Wondering If You Should Attend a Funeral? and what to wear, do, and say if you go?

I find funerals and memorial events very comforting these days, but that was not always the case. I hated my mother’s funeral and those of my grandparents and other older relatives who died when I was a teenager and young adult. They seemed to me to be very uptight affairs, depressing, and overly long.

As I got older and no longer had an adult telling me I had to attend, I would worry about whether I should be attending, was I wearing the right clothes, did I say the right thing, and so much more. My view of funerals changed when I was in my early 30s and attended a very formal Catholic funeral for a colleague. As I was looking around, feeling very uncomfortable amidst the Catholicism, thinking I had dressed all wrong and probably shouldn’t even be there, my colleague’s sister approached me and asked how I had known her sister.

“I’m so glad you’re here!” she said when she found out I was a colleague. After hugging me, she asked me to tell her what her sister was like to work with. After I shared a story, I asked what her sister was like as a sibling, and the sister excitedly told me about some teenaged shenanigans the two had engaged in. When I left, I got another hug and a heartfelt, “Thank you for being here.”

That’s how I learned that funerals serve two important purposes that have nothing at all to do with religion or whether you’re wearing the right thing: they offer comfort to the loved ones of the person who died, and they provide other people who attend an opportunity to learn more about the person who died.

That realization helped me let go of my worries about whether I should attend funerals and memorials—if it fits into my schedule, I go. I figure if I can offer comfort and show interest and curiosity about the person who died, I’ll be welcomed, and that has always been the case.

I used to wonder if I knew the person who died well enough for it to be appropriate for me to attend. Now I understand that knowing the person who died isn’t even a requirement and I have attended many events for people I didn’t know to show my love and support for their loved ones. When a colleague’s child who I had never met died, I went to the funeral. When an acquaintance’s partner who I had never met died, I attended the memorial.

When my husband died, I wanted as many people at the celebration of life as possible. I was eager to hear stories about him that I might not have heard before and hear other versions of the stories I had heard. Several people showed up who had not known my husband but wanted to show their support for me, and I was incredibly grateful for their presence.
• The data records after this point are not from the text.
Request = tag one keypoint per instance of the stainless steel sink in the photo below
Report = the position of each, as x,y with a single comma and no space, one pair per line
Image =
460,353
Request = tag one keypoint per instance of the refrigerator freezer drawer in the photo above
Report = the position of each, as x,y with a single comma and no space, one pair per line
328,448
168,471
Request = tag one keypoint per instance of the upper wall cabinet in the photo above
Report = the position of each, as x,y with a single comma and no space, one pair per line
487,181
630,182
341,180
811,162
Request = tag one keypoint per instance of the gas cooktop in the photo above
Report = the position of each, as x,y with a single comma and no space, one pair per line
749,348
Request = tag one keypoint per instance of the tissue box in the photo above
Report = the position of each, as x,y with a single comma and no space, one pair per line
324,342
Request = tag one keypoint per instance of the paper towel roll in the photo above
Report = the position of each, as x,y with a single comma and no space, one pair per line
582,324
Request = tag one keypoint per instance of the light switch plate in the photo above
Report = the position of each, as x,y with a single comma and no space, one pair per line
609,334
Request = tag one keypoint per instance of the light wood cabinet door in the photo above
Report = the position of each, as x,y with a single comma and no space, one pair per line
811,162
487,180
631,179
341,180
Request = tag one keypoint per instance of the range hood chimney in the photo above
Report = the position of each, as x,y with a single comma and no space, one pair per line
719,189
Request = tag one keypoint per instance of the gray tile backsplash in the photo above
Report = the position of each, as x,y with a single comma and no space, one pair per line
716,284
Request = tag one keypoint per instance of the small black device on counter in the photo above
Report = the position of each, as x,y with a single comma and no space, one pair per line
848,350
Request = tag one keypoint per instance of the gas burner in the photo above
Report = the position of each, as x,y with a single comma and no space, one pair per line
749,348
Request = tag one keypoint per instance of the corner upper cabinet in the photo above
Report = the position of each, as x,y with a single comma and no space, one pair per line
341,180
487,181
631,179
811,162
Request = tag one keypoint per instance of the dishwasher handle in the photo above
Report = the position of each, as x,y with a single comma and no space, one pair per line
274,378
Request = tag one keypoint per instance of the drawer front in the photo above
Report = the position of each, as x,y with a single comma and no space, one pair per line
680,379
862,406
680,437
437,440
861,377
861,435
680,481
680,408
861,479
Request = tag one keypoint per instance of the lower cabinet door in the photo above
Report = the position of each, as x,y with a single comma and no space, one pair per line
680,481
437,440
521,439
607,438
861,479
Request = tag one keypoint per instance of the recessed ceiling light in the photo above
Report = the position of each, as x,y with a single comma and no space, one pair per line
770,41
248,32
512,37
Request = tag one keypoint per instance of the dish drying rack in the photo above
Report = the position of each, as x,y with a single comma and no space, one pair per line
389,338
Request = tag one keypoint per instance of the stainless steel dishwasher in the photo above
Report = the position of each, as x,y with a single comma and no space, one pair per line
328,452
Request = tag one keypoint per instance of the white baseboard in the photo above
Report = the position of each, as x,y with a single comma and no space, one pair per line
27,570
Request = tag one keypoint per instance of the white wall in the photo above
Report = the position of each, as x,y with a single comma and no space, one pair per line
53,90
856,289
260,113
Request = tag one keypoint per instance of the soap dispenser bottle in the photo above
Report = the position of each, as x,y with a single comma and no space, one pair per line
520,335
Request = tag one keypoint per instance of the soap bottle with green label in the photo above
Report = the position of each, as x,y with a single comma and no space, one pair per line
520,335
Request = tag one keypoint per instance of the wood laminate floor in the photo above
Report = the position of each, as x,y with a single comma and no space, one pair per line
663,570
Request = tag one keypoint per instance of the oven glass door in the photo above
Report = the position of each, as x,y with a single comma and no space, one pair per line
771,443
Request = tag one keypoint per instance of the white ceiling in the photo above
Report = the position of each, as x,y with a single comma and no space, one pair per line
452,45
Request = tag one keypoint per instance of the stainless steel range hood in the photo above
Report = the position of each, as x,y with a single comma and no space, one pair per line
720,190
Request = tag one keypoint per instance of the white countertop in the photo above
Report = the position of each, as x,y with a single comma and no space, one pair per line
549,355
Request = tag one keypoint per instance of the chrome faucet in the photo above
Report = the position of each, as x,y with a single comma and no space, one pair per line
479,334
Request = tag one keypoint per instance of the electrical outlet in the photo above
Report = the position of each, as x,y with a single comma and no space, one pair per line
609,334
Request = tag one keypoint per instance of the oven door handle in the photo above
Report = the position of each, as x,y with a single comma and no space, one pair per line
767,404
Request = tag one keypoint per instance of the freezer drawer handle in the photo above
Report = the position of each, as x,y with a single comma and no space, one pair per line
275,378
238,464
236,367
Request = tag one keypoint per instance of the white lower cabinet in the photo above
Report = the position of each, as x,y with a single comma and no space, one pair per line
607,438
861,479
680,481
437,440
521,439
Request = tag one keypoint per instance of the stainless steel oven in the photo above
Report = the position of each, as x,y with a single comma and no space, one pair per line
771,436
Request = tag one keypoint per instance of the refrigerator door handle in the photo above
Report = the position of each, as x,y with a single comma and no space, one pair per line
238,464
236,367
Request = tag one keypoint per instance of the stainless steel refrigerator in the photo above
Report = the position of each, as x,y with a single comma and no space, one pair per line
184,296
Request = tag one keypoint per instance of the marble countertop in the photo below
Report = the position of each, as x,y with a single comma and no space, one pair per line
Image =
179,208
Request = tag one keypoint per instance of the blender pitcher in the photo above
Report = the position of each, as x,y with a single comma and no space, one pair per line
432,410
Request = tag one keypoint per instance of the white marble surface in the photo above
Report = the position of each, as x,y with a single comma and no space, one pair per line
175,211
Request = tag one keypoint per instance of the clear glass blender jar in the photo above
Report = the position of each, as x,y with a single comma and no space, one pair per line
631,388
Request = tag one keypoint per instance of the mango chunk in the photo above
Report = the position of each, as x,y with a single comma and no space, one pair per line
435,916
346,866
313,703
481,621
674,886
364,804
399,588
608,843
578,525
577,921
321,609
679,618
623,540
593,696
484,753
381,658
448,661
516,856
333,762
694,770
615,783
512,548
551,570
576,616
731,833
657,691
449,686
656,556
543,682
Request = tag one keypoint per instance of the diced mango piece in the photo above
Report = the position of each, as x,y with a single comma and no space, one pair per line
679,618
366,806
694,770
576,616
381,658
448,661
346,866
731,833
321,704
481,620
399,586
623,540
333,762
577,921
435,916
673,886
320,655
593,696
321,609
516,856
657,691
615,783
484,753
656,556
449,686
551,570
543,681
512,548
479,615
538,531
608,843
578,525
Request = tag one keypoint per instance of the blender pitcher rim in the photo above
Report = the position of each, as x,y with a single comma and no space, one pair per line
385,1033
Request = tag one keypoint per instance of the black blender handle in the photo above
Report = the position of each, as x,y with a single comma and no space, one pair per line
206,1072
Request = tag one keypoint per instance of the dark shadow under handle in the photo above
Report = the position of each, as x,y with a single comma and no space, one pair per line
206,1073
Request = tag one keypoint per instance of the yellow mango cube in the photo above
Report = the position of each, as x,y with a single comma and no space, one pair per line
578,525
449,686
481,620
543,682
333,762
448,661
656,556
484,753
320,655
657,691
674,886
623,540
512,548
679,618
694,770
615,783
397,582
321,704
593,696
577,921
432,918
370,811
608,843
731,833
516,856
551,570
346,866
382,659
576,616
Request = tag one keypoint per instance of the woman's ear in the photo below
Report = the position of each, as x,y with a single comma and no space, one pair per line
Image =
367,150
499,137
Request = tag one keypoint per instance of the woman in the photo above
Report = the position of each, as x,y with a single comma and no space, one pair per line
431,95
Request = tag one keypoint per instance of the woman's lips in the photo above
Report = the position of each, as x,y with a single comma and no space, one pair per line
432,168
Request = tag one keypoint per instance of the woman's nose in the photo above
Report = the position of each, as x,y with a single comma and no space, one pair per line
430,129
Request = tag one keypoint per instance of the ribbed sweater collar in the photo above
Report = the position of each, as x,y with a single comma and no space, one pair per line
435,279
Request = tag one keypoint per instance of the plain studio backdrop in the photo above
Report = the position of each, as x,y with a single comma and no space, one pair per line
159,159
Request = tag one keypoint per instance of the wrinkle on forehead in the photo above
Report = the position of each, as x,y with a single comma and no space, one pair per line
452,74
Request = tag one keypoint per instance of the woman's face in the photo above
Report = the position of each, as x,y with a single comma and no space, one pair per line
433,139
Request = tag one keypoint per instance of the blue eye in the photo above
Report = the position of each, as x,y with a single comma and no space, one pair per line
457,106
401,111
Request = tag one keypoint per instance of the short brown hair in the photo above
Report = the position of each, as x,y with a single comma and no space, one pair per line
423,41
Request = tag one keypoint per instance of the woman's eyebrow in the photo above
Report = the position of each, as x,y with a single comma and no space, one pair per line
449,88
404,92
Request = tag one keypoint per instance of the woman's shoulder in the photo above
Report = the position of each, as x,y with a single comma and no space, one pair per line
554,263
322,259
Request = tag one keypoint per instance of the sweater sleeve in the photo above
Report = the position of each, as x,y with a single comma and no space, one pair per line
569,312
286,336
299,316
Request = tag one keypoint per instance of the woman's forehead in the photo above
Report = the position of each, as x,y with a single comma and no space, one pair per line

There may still be times when it’s best not to attend. If you are concerned that your own well-being will suffer, stay home. If your presence could cause some drama, stay home. If it is simply impossible for you to either offer comfort or show interest in the person who died, stay home.

If you go

What to wear: Events in churches and religious spaces are usually more on the conservative side, so I usually wear something fairly plain, dark, and professional-looking. Events held elsewhere are often more casual. Sometimes the invitation or announcement will mention a theme or dress code. For example, for my husband’s celebration of life, I included in the invitation that folks should wear whatever they thought Tom would most appreciate. This clued people in that the event wasn’t very serious—and folks showed up in wonderful outfits that he very much would have appreciated. I wore a short skirt, a cousin wore a pastel tuxedo jacket, many friends wore camping/rafting clothes or tie-dye.

Food and drink: If the invitation doesn’t mention food being served, assume there won’t be food. If alcohol is served, drink lightly. I did serve alcohol at my husband’s memorial event and needed to arrange rides home for a guest or two, which I would have preferred not to have to do.

What to say: It’s ok to not know what to say; genuine and authentic words of concern are better than platitudes. You don’t have to fix anything; in fact, it may be more important to hold space for people.

If you don’t go

Send a text the day of the event expressing your wishes for an event full of love (or whatever feels appropriate to you). There’s no need to explain why you won’t be there; you can simply say you’re sorry to miss it.